With every pace one’s mood darkens. Those endless ankle-twisting contradictions underfoot, amorphous, resistant, cutting, dull, become the uncountable futilities heaped upon one’s own shores by the surrounding ocean of indifference. If then one could elevate gloom into metaphysical despair, see the human race as no taller than that most depressing of life-forms, the lichen that stains so many of these bare stones black, one might, paradoxically, march on with a weightier stride that would soon outwalk the linear desert. Instead, the interminable dump of broken bits and pieces one is toiling along stubbornly remains the merely personal accumulation of petty worries, selfish anxieties, broken promises, discarded aspirations and other chips off a life-worn ego, that constitutes the path to one’s own particular version of nowhere. And then is it not a conceit, that further convicts one of conceit, to read one’s own misfortune into even these random sheddings of processes so many magnitudes vaster than the human span of space and time? But at such moments it seems the only alternative is to let these supernal processes grind all one’s concerns down into utter insignificance. Whereupon, rebelliously struggling through this clogged precipitate of scourings worn off its housing by the gyrating sea, this lumpish outwash of the wasting-away of the Earth, this dandruff of a seedy cosmos, one begins to feel that even if the whole did have a meaning narrow enough to be discovered by or revealed to such infinitessimals as Man, it would be one which we, honouring ourselves as dust, should decline to read and make out own.

Tim Robinson, Stones of Aran: Pilgrimage

Each fallen wave rushes up the strand with a million urgently typing fingers, and then at the moment between writing and erasing subscribes itself in a negligent cursive across the whole breadth of the page. Signatures and counter-signatures accumulate, confuse, obliterate. Seabirds put down their names in cuneiform, lugworms excrete their humble marks. And then come my boots to add the stamp of authenticity, not of the endless process of the beach which needs no authentification from anybody, but of my witnessing of it.

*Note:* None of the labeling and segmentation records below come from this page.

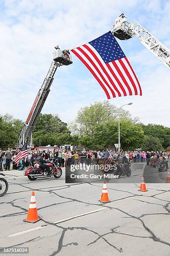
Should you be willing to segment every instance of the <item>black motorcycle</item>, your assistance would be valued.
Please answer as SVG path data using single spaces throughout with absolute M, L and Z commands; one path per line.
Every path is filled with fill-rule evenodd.
M 117 165 L 117 169 L 114 172 L 114 175 L 117 175 L 119 179 L 120 176 L 130 177 L 132 173 L 130 169 L 130 163 L 120 163 Z
M 167 169 L 167 163 L 168 161 L 166 160 L 160 161 L 158 166 L 159 172 L 164 172 L 164 171 L 166 171 Z
M 2 172 L 0 172 L 0 175 L 5 176 Z M 8 183 L 7 181 L 4 178 L 0 177 L 0 197 L 4 195 L 7 192 L 8 189 Z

Tim Robinson, Stones of Aran: Pilgrimage

No, dogs do not speak. The sea does not riddle, doplhins do not pray, the vagrant bird neither trusts or distrusts me; what I myself witness is my own forgery. One should forego these overluxuriant metaphors that covertly impute a desire of communication to non-human reality. We ourselves re the only source of meaning, at least on this beach of the Universe. These inscriptions that we insist on finding on every stone, every sand-grain, are in our own hand. People who write letters to thmselves are generally regarded as pathetic, but such is the human condition. We are writing a work so vast, so multivocal, so driven asunder by its own project of becoming coextensive with reality, that when we come across scattered phrases of it we fail to recognize them as our own.